Started by Dave J, June 04, 2024, 04:41:17 AM

Previous topic - Next topic

Dave J

Firstly, sorry if this is not the place to post this.

SMF 2.1.4
PHP 8.1

I have an issue with plagues of Facebook bots on my site, now under normal circumstances I would add the first 2 sets of numbers i.e. '192.168' of the IP address to the 'htaccess file so it blocks them but as you will see from the attached that now they are using IPv6 addresses the variations of the addresses is huge so block one IP has really no effect.

I have looked to see if there is a wildcard '*' you can use for IPv6 but it seems it's very limited and in most cases doesn't work. You can shorten the address but that doesn't help either see second attachment.

Does anyone know of anything that might help to stop the bots?
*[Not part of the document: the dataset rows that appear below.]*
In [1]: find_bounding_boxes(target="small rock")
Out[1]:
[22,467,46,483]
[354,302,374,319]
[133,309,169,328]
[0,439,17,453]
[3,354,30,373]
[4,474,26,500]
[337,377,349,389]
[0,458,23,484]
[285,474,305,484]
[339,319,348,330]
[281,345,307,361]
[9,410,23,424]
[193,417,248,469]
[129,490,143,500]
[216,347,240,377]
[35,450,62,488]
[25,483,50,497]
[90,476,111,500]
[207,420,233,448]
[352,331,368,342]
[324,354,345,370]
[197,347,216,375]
Some of you may have seen that I did try BotBanish which does work but it has a detrimental effect on both the site and members trying to get to the site, even deleting the built in spider data.

Any help is much appreciated

Doug Heffernan

Have a look at the Bot Buster mod. I used it on a client's forum several months ago, who had the same problem with the facebook bots and surprisingly it worked quite well in blocking most of them. The mod will need to be upgraded to be compatible with Smf 2.1.x though.

AlanDewey

See thread from 2 weeks ago; 
QuoteWhat is up with facebook hammering my forum?
https://www.simplemachines.org/community/index.php?topic=588989.msg4174762#msg4174762

Those were all 'regular' IP addresses, so easy to block.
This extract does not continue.